All of lore.kernel.org
 help / color / mirror / Atom feed
* [PATCH] iommu/io-pgtable-arm: Make allocations NUMA-aware
@ 2018-05-21 18:12 ` Robin Murphy
  0 siblings, 0 replies; 6+ messages in thread
From: Robin Murphy @ 2018-05-21 18:12 UTC (permalink / raw)
  To: will.deacon-5wv7dgnIgG8
  Cc: iommu-cunTk1MwBs9QetFLy7KEm3xJsTq8ys+cHZ5vskTnxNA,
	linux-arm-kernel-IAPFreCvJWM7uuMidbF8XUB+6BGkLq7r

We would generally expect pagetables to be read by the IOMMU more than
written by the CPU, so in NUMA systems it would be preferable to avoid
the IOMMU making cross-node pagetable walks if possible.

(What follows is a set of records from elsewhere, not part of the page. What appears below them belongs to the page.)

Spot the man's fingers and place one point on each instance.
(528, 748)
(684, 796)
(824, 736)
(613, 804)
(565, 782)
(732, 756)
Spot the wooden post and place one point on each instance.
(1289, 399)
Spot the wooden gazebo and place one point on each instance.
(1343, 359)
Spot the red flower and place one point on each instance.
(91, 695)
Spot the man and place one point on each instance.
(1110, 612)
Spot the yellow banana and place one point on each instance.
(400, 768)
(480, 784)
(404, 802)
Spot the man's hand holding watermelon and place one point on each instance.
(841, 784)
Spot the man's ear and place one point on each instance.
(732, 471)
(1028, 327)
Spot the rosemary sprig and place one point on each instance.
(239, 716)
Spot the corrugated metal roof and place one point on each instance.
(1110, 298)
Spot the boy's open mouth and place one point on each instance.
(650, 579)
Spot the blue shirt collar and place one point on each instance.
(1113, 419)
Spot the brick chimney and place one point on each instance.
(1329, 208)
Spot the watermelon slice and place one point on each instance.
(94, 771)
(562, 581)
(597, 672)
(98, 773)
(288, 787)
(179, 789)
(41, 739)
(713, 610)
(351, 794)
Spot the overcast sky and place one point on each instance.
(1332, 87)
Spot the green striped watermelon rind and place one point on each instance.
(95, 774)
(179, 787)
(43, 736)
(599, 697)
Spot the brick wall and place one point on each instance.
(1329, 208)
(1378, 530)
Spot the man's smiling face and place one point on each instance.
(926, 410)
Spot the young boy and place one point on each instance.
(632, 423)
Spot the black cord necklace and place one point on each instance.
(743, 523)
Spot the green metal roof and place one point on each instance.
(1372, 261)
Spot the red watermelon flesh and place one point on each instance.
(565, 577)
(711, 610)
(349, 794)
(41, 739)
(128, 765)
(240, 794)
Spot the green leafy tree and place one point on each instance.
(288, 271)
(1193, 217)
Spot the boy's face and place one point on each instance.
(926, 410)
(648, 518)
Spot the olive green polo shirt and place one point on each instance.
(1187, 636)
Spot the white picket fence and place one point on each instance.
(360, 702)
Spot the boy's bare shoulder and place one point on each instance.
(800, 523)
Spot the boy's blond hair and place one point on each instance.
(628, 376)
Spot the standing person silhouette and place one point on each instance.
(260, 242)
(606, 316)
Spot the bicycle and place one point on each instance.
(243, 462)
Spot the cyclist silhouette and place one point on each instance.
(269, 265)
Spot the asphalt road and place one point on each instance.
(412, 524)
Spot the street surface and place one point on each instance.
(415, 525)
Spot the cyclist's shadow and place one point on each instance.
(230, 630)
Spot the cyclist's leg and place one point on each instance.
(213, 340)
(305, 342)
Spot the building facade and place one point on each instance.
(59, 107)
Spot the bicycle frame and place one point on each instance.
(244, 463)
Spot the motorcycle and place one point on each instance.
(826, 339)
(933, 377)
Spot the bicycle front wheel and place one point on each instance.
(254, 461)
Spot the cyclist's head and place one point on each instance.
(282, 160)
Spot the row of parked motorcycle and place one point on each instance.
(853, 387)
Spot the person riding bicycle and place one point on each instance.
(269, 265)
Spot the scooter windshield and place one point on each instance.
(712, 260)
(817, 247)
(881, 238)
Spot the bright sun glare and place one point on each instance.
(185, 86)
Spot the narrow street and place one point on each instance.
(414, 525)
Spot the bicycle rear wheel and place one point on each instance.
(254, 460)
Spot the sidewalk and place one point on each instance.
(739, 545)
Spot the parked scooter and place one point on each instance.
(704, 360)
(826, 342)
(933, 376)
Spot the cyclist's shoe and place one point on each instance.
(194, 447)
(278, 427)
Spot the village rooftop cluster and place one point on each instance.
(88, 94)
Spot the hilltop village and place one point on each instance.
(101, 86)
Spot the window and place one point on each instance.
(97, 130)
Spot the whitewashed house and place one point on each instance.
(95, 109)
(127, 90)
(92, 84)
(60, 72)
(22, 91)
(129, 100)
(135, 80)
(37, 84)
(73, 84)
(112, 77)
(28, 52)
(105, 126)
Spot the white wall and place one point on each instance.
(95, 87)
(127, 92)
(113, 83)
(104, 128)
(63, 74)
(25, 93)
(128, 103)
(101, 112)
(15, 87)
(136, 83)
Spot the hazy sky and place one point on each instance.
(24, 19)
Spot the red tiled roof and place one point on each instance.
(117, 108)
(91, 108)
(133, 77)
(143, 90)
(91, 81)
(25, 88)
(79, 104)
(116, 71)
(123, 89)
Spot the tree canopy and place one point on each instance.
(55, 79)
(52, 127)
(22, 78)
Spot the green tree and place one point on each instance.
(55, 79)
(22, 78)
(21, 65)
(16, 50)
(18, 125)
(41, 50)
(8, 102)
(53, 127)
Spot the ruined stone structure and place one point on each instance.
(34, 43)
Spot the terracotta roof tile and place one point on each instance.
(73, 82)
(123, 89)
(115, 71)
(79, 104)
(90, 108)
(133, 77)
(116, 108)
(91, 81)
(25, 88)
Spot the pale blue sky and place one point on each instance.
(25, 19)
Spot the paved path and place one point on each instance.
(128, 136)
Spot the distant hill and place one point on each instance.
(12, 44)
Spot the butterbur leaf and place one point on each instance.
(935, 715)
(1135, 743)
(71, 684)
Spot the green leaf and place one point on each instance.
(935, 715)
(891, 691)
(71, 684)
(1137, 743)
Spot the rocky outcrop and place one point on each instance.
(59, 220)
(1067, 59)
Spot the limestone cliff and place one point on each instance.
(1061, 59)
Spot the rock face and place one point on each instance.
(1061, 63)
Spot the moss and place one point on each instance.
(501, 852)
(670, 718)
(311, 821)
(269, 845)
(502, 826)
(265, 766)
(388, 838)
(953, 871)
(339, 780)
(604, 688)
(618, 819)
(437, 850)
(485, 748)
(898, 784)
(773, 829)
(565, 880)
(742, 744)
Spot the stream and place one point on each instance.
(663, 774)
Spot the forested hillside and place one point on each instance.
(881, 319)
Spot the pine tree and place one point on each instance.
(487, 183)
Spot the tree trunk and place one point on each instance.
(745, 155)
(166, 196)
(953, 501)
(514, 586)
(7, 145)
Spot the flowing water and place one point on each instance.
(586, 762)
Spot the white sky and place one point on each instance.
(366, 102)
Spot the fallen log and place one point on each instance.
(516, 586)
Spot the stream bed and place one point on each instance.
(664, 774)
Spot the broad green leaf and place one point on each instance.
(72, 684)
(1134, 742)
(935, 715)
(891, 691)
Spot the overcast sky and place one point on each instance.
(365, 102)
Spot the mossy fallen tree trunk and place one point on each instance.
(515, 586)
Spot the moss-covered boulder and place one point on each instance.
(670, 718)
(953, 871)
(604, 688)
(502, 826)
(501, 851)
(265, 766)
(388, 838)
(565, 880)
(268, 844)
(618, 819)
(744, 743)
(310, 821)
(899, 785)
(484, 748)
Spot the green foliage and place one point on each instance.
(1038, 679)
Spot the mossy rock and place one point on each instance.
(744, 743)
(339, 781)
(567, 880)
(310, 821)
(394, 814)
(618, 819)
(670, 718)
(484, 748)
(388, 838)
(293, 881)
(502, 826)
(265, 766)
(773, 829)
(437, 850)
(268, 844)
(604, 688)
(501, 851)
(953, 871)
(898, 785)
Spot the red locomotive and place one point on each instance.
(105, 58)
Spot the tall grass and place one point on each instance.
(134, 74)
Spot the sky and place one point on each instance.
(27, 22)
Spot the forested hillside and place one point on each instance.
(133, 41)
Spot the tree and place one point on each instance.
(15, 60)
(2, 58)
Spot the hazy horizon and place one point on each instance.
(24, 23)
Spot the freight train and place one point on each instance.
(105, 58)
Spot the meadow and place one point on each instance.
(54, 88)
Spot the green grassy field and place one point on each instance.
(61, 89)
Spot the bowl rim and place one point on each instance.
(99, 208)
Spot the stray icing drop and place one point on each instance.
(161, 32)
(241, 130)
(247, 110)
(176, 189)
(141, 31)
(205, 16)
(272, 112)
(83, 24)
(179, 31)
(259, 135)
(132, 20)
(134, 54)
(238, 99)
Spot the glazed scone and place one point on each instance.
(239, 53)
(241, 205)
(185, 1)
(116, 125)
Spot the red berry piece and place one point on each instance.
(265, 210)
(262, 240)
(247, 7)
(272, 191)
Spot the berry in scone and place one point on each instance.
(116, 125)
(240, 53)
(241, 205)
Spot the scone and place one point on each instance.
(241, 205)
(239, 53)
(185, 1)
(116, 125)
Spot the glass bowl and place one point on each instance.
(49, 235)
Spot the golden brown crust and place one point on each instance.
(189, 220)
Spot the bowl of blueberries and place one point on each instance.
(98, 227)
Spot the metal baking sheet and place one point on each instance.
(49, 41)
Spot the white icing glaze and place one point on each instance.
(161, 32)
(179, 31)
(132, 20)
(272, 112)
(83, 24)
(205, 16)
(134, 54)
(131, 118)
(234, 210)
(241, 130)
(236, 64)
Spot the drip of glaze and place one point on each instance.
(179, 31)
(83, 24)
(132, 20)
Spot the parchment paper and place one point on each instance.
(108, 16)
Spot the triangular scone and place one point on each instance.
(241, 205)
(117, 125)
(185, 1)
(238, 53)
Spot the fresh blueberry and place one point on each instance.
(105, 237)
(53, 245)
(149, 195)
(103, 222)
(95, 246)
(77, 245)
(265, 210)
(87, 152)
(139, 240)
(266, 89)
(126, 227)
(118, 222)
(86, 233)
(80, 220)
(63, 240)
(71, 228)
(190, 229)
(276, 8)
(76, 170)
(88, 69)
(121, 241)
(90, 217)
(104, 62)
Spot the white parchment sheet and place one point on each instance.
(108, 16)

We already have
a handle on the IOMMU device for the sake of coherency management, so
it's trivial to grab the appropriate NUMA node when allocating new
pagetable pages.

Note that we drop the semantics of alloc_pages_exact(), but that's fine
since they have never been necessary: the only time we're allocating
more than one page is for stage 2 top-level concatenation, but since
that is based on the number of IPA bits, the size is always some exact
power of two anyway.

Signed-off-by: Robin Murphy <robin.murphy-5wv7dgnIgG8@public.gmane.org>
---
 drivers/iommu/io-pgtable-arm.c | 12 ++++++++----
 1 file changed, 8 insertions(+), 4 deletions(-)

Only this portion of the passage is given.